The next step in the path analysis was to discern if environmental concern (Q.8a-s) leads to interest in involvement in environmental activities (Q.28). As seen in Pathset 5, concern about various environmental problems often ties significantly to interest in involvement in environmental activities. The strong path coefficient for problems such as littering of trash and garbage (0.342), endangered animals, plants, insects (0.340), damage to the environment from mining or cutting down trees (0.304) and pollution of water from pesticides or fertilizers used in farming (0.183) indicate that concern for these problems leads many students to report interest in involvement in environmental groups and clubs. For other environmental problems, though, the relationship is either weaker or non-existent, such as not having enough energy (-0.122) and pollution of ocean waters or beaches (-0.090).

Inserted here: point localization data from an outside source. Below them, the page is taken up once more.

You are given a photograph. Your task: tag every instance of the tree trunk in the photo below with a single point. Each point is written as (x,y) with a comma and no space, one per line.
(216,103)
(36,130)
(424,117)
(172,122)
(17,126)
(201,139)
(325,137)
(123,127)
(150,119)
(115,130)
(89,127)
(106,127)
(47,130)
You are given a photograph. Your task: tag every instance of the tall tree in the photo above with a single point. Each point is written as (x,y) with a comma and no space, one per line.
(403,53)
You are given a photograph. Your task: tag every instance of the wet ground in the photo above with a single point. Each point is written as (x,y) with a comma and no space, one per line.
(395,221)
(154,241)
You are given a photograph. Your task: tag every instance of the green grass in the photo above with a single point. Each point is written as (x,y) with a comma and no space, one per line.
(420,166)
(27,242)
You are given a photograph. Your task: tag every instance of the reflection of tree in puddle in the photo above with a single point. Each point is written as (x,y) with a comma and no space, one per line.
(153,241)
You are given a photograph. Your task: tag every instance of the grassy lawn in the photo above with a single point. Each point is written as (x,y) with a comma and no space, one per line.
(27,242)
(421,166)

In Pathset 6, the desire for further environmental knowledge (Q.12a-s) was hypothesized to lead to greater environmental knowledge overall (Q.5). From the data, however, there is little support that a relationship exists between these two variables, and for nine of the nineteen problems, the relationship is negative, indicating that further knowledge of an issue may actually turn some students away from an increase in their overall knowledge. In the ten cases where the relationship is positive, none are significant, an indication that these two variables do not effect each other, at least in the terms of this path analysis.

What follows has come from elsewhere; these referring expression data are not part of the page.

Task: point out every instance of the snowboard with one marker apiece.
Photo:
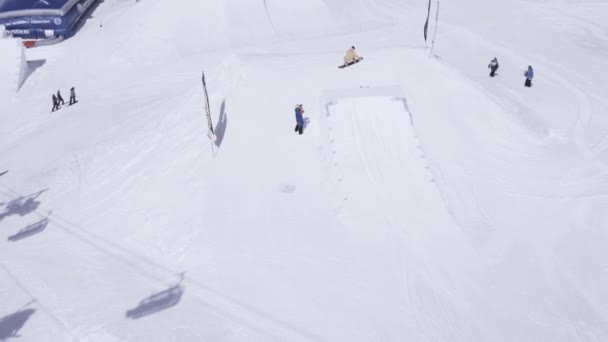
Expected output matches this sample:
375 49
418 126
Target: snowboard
349 64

Finally, in Pathset 7, we see a strong and significant relationship between interest in joining an environmental group (Q.28) and actual involvement in environmental activities (Q.25, Q.27). Thus, students who report an interest in joining a group often report joining groups both at school (Q.25, path coefficient of 0.102) and in the community (Q.27, path coefficient of 0.115).
In addition, we examined this relationship through a third variable, the existence of obstacles to involvement, generated by responses to Q.23, how easy or hard students feel it would be for them to be personally involved. As might be expected, when there is a low level of obstacles to personal involvement ("very easy" or "sort of easy"), interest in being involved is linked more closely with actual involvement (path coefficients of 0.112 for groups at school and 0.138 for groups in the community) than when students feel a high level of obstacles to personal involvement ("sort of hard" or "very hard"), path coefficients for which are 0.107 for groups at school and 0.081 for groups in the community. In other words, while participation in environmental groups is related strongly to interest in involvement, students who feel there are few obstacles to their personal involvement exhibit a greater likelihood of actual involvement than students who report a high level of obstacles to involvement.
Overall, then, a distinct path leads from environmental knowledge to environmental concern, from environmental concern to interest in involvement in environmental activities, and finally from interest in involvement in environmental activities to actual involvement in environmental groups, especially if there are few obstacles to involvement.